Here are the main points covered in the reforms:

·         They will simplify the law relating to the creation of easements (which are rights over someone else’s land), sweeping away the many and complex ways in which these can arise without being created expressly. For example it will no longer be possible to acquire these rights by casual trespass

·         The introduction of a new way to attach obligations to land, replacing (for the future) the law relating to restrictive covenants and enabling positive as well as negative obligations to be directly enforceable against successors in title. This will make it easier to deal with responsibility for maintenance of and contributions towards things like shared driveways or fences.

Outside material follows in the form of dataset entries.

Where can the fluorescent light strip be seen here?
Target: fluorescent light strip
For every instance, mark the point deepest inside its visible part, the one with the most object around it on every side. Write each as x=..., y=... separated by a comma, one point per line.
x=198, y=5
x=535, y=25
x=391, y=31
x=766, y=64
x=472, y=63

·         “Covenants” will be replaced by the more modern sounding “land obligations”. And, unlike with covenants, the original parties to a land obligation will be free from any future liability once they have sold their land.

·         It will be easier for developers to establish the webs of rights and obligations that allow modern estates to function – which will do away with the need to use complex devices like rent charges or leases to achieve straightforward objectives.

·         It will be easier to create easements that allow a substantial use of land by someone else (for example, rights to park a car).

·         “Profits” (for example grazing or mining rights) will only be acquired by express contract – not by prescription or implication. This seems sensible because these things are largely commercial enterprises.

·         All the rights will be shown on the registers maintained by Land Registry – so buyers will be able to identify clearly the relevant rights before buying.

·         The jurisdiction of the Lands Chamber of the Upper Tribunal will be expanded to allow for the discharge and modification of easements and profits created in future.

The validity and enforceability of existing rights won’t be affected – so unfortunately we’ll still need to know the old law for a good while to come.

The report has already attracted much comment from legal experts – here is a flavour on the Estates Gazette blog.

Some have expressed disappointment that the reforms do not specifically deal with rights of light (although there may be implications for light in the general reforms on prescription and compensation). Whilst rights to light might benefit from a separate review, it seems that is likely to be some years off. Here are some of my recent posts on rights to light issues.

But the proposed reforms are long overdue and a welcome attempt to bring this area of law into the 21st century.

I hope the proposed reforms become law.